Mi padre me parece un hombre sabio en ese momento. Es él quien mejor comprende la enfermedad de mi madre, aunque, a veces, pierda la paciencia con ella cuando se pone rebelde, porque ha pasado por fases muy complicadas y difíciles de sobrellevar, porque, aun contando con nuestra ayuda, la mía y la de mis hermanos, es él quien más horas pasa a su lado día tras día, hora tras hora. Quien la atiende cada noche si se despierta, quien la ayuda a levantarse y a acostarse, y quien mejor puede saber cómo funciona su mente, si es que eso es posible.
Pero en algún resquicio de esa mente enferma todavía se encienden lucecitas que iluminan su razonamiento, porque si no cómo se explica que, de pronto, apoye su mano derecha en la frente baje la cabeza y comience a sollozar.

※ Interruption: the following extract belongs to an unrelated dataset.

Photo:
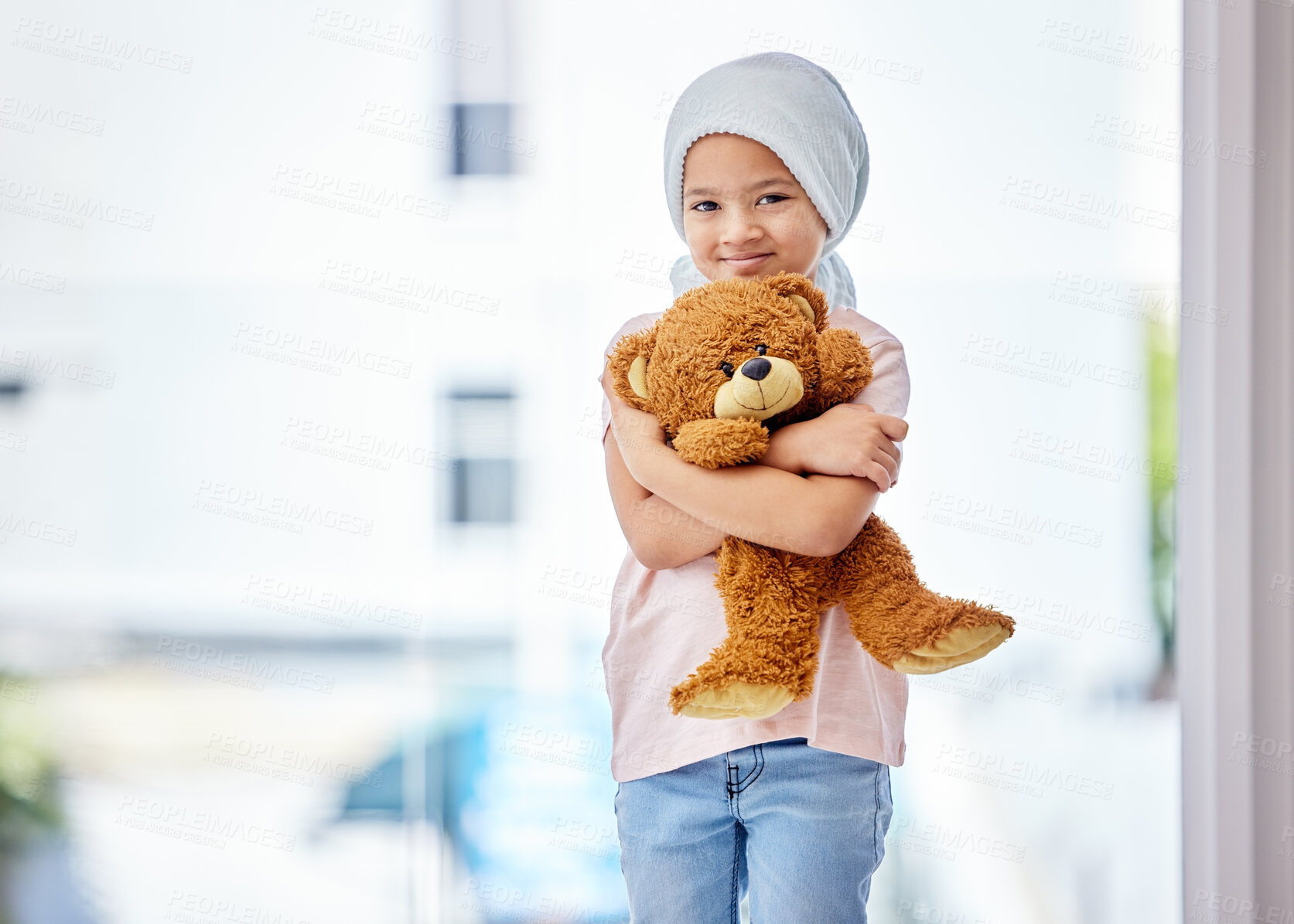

―¿Qué te ocurre, mamá? ¿Por qué lloras?
―¡Ay, mi hermana! ¡Ay, mi hermana! ―repite una y otra vez en una especie de balbuceo.
Entonces tanto mi padre como yo somos testigos de que ha sido capaz de entender lo que ha ocurrido: que su hermana acaba de morir.
Le dimos un vaso de agua, volvimos a encender la televisión para espantar los fantasmas que la entristecen y, al cabo de un rato, se le pasa el llanto y se adormila acurrucada en el sillón. Empieza a oscurecer, los gorriones alborotaban en los árboles, todavía con hojas. Ayudo a mi padre a acostarla y me marcho.
Al día siguiente, cuando paso a visitarla, no hay rastro alguno de la pena del día anterior.